John and Betsy sold their house and are moving to Texas. John is my second cousin. His father was my father’s first cousin, but I didn’t know him or even know of his existence until I came to the island. One day,12 years ago, when I was visiting my ex in Bellingham he told me there was a new guy at his tennis club named John Fincke. I said if it was spelled with a cke I must be related to him — it’s an unusual spelling of the name.

Although John lived on the island it was almost another year before I met him. It was on the morning of 9/11 at the ferry dock. I had come down to take the passenger ferry (it was the period of dry dock with no car ferry); a man came up to me and said, excitedly, “Have you heard the news?” Since I have no TV and had been in too much of a hurry that morning to turn on the radio I had heard nothing. The man then told me all the details of the 9/11 attacks. We sat together on the ferry on the trip over and talked about the astonishing events and what might happen next. We were so engrossed in the news that we didn’t exchange names as one usually does when becoming acquainted on the ferry. My ex met me on the other side to take me to lunch and introduced us.

John and I became good friends. He often took me out on his boat to go crabbing or just cruise. Sometimes Betsy came too, but she had significant health problems and so often needed to stay quiet. Sometimes I went to concerts with him to use the ticket when Betsy wasn’t well enough to go. One evening we went out in his little outboard motor boat to clandestinely pull up his illegal crab pot (crab season was over).  It was a beautiful calm evening; the sun was setting in the west and the moon rising in the east and I was scared the whole time that the coast guard would catch us. The penalties for crab fishing out of season are substantial. I thought John was very audacious, but I didn’t really approve and felt a bit guilty about participating. But I admit that I enjoyed adventure. There were no crabs in the pot.

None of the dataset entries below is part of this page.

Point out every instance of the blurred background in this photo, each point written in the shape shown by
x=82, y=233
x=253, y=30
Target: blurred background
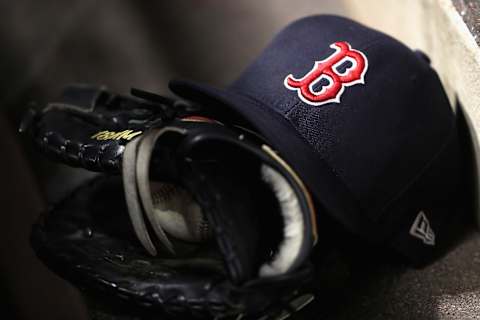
x=122, y=44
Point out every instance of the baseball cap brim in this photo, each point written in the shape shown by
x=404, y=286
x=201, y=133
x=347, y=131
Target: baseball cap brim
x=329, y=191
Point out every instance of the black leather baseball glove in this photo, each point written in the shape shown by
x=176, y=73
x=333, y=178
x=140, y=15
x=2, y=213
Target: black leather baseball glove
x=234, y=225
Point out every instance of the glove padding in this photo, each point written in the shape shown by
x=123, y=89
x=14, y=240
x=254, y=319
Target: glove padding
x=88, y=126
x=260, y=215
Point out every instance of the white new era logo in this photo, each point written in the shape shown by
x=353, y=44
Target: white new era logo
x=421, y=229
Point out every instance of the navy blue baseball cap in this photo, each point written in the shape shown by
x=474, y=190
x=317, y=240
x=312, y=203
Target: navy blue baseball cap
x=362, y=118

That was 10 years ago. Now John and Betsy need to be near their son who is a doctor in Texas. They both have health issues. Their house has been sold to a doctor and a lawyer who will use it as a summer place. The island is going that way.

Last night Earl died: Earl Granger, the island patriarch about whom I wrote  in my last post. He was 90. Donna, his wife, is still with us, but she needs lots of help. Her sister, Irene, lives next door and she is now blind. I used to see Irene and chat with her as she walked her 2 dogs up Granger way. First one dog died, then the other. Irene doesn’t walk these days.

As Jerry and I walk in the evenings with the poodles we see flocks of little birds, gathering for their journey south. The blackberries are ripening. I tried to pick some thimble-berries, but I found it difficult to get much quantity. When they are ripe they fall apart as you touch them.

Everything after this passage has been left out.